O legado da MAPPA vai muito além dos intensos banhos de sangue que marcaram alguns de seus shōnen mais populares. Ao longo dos anos, o estúdio construiu um portfólio impressionante de obras diversificadas, muitas vezes subestimadas, mas que se destacam pela profundidade emocional, inovação narrativa e puro valor de entretenimento. Entre essas joias está Banana Fish, baseado no icônico mangá de Akimi Yoshida e que renovou a demografia shojo. Este drama policial cru e brutal mergulha o espectador nas ruas sombrias de Nova York, onde guerras de gangues, conspirações governamentais e a vulnerabilidade humana se entrelaçam em uma narrativa que é, ao mesmo tempo, devastadora e inesquecível.
Sobre a obra

Aqui no Brasil, o anime está disponível na Prime Video.
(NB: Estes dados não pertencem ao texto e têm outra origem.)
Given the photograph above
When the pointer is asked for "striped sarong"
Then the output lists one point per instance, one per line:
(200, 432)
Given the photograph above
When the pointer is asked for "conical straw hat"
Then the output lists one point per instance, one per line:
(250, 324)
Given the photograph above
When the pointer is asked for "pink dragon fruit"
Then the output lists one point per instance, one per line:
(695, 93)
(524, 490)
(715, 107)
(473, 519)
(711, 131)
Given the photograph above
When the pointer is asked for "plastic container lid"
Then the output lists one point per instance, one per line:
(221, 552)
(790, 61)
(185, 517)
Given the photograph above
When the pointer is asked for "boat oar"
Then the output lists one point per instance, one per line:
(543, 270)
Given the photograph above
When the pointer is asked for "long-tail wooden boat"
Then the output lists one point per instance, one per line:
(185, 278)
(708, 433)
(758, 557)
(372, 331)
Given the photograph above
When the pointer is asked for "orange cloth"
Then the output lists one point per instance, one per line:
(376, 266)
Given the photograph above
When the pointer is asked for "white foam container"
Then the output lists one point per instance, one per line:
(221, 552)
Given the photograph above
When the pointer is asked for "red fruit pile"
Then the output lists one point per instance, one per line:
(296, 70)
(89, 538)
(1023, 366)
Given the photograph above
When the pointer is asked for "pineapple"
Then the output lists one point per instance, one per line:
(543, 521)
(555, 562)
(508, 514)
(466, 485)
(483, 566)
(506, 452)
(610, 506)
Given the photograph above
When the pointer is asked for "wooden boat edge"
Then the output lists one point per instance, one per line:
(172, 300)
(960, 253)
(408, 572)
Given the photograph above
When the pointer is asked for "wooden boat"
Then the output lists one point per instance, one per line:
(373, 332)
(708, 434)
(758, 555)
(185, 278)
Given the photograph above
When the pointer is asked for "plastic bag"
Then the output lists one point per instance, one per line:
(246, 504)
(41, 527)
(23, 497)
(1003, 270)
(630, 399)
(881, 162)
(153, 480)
Ambientado nas ruas vibrantes e perigosas de Nova Iorque, Banana Fish acompanha a vida de Ash Lynx, um jovem de apenas 17 anos, dono de uma aparência excepcional e de uma força combativa impressionante, que já lidera uma das mais temidas gangues da cidade. Certa noite, sua rotina é abruptamente interrompida quando um homem, atacado por um de seus próprios subordinados, lhe revela um endereço e menciona uma enigmática palavra: “Banana Fish”. É a partir desse misterioso recado que Ash se vê envolvido em uma conspiração maior do que ele poderia imaginar.
No meio desse turbilhão de violência e segredos, Ash cruza o caminho de Eiji Okumura, um jovem japonês que trabalha como assistente de fotógrafo. O encontro entre os dois marca o início de uma relação intensa e transformadora, que mistura amizade, confiança e cumplicidade em meio ao caos das ruas de Nova Iorque e ao perigo constante que cerca Ash.
O estúdio MAPPA conseguiu modernizar com maestria o mangá original de 1985 sem abrir mão de seus temas ousados e delicados, explorando trauma, manipulação e intimidade queer de maneira sensível e impactante. O realismo do anime é impressionante: do ritmo acelerado da ação às cenas gráficas de violência e abuso, cada elemento é retratado com uma precisão que intensifica a imersão. No entanto, o coração pulsante da história é o vínculo entre Ash Lynx e Eiji Okumura, uma amizade que é ao mesmo tempo ternamente construída e tragicamente frágil.
Poucas séries conseguem equilibrar de forma tão magistral tensão narrativa e impacto emocional. Banana Fish não apenas prende a atenção com sua trama, mas deixa uma marca duradoura no espectador, evocando empatia, choque e reflexão em igual medida. É uma obra que combina estética, narrativa e sentimento em uma harmonia dolorosamente bela, reafirmando a MAPPA como um estúdio capaz de ir além do óbvio e criar experiências animadas memoráveis e emocionalmente ressonantes.